On the feast day of the Exaltation of the Holy Cross (14 September) came the news of the upcoming beatification of the 19 Christian martyrs killed in Algeria during the civil war that devastated the country from 1991 to 2002. The ceremony itself is scheduled for 8 December.

Although no accurate data exist, it is estimated that between 150,000 and 200,000 Algerian Muslims died during the civil war, including more than 100 imams who refused to bow to the will and power of the Islamists. The carnage is still shrouded in many unanswered questions as to who was behind so many killings.

Almost as soon as the violence broke out, Islamists targeted foreigners, telling them to leave the country by the end of November 1993 or be killed. Algerian government and military officials also came into their crosshairs.

When the threat became apparent, discussions began among the country’s male and female religious communities, whose members were largely foreign, as to how to respond to the threat. Some communities decided to leave, others to stay. Every choice was painful and can never be judged from hindsight. The fact remains that those who stayed came to share the fear of many Algerians, a daily fear, living with death that could come at any time, on any street, in any market, on any vehicle, at the entrance of any school or home. . .

It is against this background that we must place the killing of 19 men and women religious, including the bishop of Oran (killed with his Muslim driver), which ended the cycle of murders against members of the Catholic Church.
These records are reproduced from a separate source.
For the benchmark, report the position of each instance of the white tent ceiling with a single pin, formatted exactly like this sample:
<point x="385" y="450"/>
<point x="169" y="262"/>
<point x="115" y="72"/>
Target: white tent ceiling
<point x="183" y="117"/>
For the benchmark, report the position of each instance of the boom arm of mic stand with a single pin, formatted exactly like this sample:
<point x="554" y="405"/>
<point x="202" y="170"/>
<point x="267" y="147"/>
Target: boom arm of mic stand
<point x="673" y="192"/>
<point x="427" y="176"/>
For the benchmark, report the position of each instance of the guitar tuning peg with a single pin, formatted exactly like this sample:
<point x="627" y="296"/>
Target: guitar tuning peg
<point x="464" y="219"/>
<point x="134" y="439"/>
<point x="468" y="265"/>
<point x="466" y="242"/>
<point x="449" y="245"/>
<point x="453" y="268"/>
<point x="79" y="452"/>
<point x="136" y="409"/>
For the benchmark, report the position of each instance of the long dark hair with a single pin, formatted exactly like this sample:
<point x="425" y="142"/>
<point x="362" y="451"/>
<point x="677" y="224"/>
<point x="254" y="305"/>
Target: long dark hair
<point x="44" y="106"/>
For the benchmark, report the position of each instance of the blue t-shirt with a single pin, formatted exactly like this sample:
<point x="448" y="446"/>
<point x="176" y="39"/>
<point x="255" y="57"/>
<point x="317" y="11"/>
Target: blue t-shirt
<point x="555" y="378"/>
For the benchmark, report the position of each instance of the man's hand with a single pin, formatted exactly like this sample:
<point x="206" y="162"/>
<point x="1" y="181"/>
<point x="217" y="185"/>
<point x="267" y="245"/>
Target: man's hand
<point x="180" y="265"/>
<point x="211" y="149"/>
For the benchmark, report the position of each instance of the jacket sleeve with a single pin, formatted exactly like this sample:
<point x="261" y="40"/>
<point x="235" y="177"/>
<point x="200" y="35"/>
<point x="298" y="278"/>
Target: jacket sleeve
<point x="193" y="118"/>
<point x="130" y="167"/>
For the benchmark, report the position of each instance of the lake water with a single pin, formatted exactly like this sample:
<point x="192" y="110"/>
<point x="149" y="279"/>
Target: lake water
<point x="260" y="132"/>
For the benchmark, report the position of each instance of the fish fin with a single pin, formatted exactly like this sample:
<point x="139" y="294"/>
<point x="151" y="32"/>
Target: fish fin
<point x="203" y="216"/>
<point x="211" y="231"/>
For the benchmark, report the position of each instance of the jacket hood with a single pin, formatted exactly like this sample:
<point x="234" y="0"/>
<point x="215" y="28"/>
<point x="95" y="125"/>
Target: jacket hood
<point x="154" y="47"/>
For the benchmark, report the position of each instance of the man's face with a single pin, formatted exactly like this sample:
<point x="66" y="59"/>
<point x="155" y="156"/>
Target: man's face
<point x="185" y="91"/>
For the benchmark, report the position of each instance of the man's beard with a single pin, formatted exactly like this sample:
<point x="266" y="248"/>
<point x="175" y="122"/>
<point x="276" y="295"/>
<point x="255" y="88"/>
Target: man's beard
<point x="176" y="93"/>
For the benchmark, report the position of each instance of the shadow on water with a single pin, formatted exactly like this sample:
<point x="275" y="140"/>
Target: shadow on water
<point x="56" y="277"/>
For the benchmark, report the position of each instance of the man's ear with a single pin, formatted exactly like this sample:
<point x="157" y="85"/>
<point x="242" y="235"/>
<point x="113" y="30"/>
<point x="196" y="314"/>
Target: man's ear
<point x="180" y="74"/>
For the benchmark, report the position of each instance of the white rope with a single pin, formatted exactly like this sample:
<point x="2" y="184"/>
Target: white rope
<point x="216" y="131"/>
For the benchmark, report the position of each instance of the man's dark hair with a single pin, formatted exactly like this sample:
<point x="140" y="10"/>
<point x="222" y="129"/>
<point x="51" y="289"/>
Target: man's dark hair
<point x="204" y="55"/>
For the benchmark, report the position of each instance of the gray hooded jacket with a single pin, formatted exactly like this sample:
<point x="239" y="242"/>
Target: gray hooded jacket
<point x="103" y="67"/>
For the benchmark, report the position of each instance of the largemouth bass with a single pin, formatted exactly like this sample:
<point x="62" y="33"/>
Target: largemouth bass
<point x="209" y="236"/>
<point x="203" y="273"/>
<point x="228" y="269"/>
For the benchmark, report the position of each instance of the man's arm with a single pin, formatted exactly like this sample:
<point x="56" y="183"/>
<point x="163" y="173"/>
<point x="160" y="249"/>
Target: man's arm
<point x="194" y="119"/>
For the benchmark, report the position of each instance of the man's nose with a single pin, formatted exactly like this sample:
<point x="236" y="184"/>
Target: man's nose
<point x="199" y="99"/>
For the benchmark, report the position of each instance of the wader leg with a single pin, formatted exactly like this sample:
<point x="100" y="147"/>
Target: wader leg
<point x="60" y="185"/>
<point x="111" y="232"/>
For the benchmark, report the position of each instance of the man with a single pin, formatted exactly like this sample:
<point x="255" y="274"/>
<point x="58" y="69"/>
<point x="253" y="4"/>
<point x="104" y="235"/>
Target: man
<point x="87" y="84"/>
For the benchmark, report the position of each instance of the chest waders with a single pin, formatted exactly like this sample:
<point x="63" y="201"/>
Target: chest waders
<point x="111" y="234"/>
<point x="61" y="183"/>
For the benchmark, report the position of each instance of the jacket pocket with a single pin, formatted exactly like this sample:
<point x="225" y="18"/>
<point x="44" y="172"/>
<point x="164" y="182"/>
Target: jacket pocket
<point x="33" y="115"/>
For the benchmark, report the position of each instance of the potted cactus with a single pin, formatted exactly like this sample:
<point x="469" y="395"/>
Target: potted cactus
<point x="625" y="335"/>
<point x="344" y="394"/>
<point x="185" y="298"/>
The victims were Mgr Pierre Claverie, Brother Henri Vergès, Sister Paul-Hélène Saint-Raymond, Sister Esther Paniagua Alonso, Sister Caridad Álvarez Martín, Father Jean Chevillard, Father Alain Dieulangard, Father Charles Deckers, Father Christian Chessel, Sister Angèle-Marie Littlejohn, Sister Bibiane Leclercq, Sister Odette Prévost, Brother Luc Dochier, Brother Christian de Cherge, Brother Christophe Lebreton, Brother Michel Fleury, Brother Bruno Lemarchand, Brother Célestin Ringeard and Brother Paul Favre-Miville.
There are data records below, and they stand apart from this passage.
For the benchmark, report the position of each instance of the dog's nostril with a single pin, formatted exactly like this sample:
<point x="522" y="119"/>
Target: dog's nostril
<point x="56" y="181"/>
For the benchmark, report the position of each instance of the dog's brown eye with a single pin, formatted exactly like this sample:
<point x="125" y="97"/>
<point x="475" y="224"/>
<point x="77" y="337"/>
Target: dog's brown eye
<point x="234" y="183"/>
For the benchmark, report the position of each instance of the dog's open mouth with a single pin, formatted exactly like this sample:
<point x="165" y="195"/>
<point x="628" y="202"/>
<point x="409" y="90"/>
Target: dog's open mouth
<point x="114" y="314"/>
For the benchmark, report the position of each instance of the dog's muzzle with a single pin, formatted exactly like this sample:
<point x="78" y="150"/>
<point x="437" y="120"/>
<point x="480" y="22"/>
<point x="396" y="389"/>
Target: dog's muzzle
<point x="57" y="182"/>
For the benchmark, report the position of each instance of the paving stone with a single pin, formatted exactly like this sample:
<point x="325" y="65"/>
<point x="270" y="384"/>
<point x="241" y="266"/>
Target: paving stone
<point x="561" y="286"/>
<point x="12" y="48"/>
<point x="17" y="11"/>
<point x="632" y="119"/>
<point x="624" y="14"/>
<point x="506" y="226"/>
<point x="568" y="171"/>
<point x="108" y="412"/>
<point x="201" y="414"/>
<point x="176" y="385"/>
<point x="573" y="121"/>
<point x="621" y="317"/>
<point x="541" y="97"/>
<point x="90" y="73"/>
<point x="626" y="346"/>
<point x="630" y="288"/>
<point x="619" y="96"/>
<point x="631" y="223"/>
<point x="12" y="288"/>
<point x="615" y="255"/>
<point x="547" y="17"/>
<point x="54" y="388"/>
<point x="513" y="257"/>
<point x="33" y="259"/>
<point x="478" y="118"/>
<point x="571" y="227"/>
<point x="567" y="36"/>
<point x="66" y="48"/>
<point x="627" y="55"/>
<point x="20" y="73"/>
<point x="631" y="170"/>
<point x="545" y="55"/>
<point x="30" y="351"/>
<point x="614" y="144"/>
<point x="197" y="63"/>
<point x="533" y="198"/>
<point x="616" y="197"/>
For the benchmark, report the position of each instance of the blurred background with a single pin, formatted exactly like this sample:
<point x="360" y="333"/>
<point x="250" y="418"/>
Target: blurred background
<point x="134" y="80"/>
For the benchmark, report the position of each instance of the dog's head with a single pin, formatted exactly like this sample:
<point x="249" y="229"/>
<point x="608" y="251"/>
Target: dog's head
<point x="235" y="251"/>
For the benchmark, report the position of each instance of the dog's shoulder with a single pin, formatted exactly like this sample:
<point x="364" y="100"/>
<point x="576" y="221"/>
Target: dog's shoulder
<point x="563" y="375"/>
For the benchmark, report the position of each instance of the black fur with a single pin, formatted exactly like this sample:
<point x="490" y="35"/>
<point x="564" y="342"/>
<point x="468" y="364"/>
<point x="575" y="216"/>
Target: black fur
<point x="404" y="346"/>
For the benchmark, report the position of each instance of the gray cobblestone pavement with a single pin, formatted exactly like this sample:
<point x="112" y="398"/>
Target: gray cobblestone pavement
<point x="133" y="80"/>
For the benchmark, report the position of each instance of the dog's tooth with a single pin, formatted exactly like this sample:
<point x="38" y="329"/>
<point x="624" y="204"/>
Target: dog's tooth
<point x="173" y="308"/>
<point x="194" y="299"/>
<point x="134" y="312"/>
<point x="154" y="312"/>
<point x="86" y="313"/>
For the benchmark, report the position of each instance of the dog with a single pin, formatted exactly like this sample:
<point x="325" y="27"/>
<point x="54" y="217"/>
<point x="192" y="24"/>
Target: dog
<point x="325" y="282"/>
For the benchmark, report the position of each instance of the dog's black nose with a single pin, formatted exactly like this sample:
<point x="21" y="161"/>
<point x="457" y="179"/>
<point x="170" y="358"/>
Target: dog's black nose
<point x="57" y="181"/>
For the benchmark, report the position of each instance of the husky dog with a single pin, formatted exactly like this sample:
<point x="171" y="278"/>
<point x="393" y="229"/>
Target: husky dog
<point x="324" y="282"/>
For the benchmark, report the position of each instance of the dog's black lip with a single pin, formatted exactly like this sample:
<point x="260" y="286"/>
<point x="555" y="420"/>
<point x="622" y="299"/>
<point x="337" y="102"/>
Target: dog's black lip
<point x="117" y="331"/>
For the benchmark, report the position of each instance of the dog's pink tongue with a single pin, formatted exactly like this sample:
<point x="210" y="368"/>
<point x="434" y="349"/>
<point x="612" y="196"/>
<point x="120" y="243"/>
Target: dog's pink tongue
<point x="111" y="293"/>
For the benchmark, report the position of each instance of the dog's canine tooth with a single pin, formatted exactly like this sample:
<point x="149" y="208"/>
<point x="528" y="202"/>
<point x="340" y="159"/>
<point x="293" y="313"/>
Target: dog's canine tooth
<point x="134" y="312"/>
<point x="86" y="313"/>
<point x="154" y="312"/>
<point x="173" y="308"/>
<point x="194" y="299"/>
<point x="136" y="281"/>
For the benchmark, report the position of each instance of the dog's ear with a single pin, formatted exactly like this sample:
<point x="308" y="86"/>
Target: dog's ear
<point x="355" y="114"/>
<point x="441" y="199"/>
The list includes the Cistercian monks of Thibirine, whose case has, thanks to a box office hit, taken centre stage in media coverage. But why are they martyrs, if their death was not strictly speaking the result of persecution directed against the Catholic Church, but the result of direct actions against foreigners?

The word martyrdom means testimony. And the conscious choice to remain in Algeria for the love of Christ and the Algerian people and the desire to share their destiny to the end underscore this martyrdom well. That is also the case of all the others, who were not asked to give their blood (listening to the stories one understands how this could have been the case for many others but for the most trivial circumstances was not ... if one can talk about something trivial rather than the Lord’s mysterious design. . .).
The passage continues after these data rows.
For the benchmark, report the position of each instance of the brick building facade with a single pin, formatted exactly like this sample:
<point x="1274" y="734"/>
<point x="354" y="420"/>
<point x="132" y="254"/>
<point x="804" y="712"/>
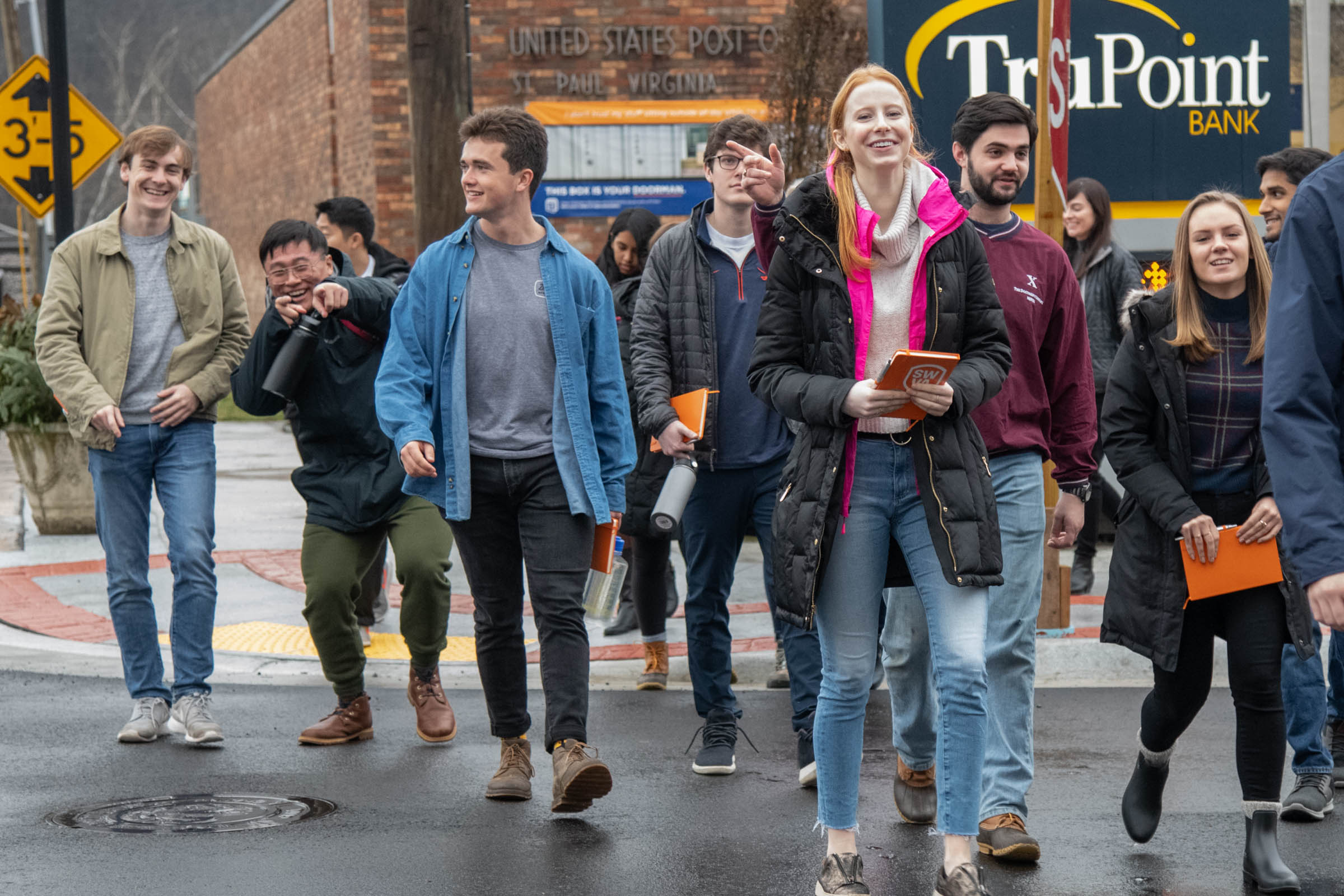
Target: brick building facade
<point x="312" y="102"/>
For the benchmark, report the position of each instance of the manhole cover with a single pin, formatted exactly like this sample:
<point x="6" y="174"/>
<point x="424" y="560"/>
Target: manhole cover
<point x="194" y="813"/>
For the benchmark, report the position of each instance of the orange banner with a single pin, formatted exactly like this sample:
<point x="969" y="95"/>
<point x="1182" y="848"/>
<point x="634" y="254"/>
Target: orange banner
<point x="651" y="112"/>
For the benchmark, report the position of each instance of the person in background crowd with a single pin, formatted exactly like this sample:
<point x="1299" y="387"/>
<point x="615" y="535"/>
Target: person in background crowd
<point x="1304" y="410"/>
<point x="878" y="245"/>
<point x="350" y="480"/>
<point x="1308" y="706"/>
<point x="646" y="597"/>
<point x="694" y="328"/>
<point x="143" y="321"/>
<point x="1280" y="175"/>
<point x="1045" y="412"/>
<point x="348" y="226"/>
<point x="1107" y="272"/>
<point x="1182" y="428"/>
<point x="525" y="450"/>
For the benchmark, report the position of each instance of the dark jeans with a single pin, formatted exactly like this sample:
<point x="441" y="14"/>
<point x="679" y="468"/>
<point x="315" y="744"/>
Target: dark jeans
<point x="648" y="558"/>
<point x="1104" y="500"/>
<point x="1254" y="627"/>
<point x="713" y="527"/>
<point x="521" y="517"/>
Fidelity is a word comes forcefully out of this event. Such a word may not be highly appreciated nowadays in a world where everything can be changed if it is convenient, but this was not so for them and for all those who still live in Algeria. Fidelity also on the part of God who never abandoned his own, not even in the moment of trial.

One thing that struck me a lot, listening to the stories of those who knew the 19 who were killed, is that some of them died going or coming from the Eucharistic celebration. This is Christ’s gift par excellence to his own people. A gift that continues today for this country still looking for true reconciliation among its children, to heal a wound that still bleeds.

For the Church in Algeria today, the word fidelity illuminates daily life, a fidelity to the gift we received in baptism, and which makes us recognise our brother, our sister, in others, without naively forgetting or underestimating our differences. But with the desire that the face of the only Father of whom we are all children may be revealed in all.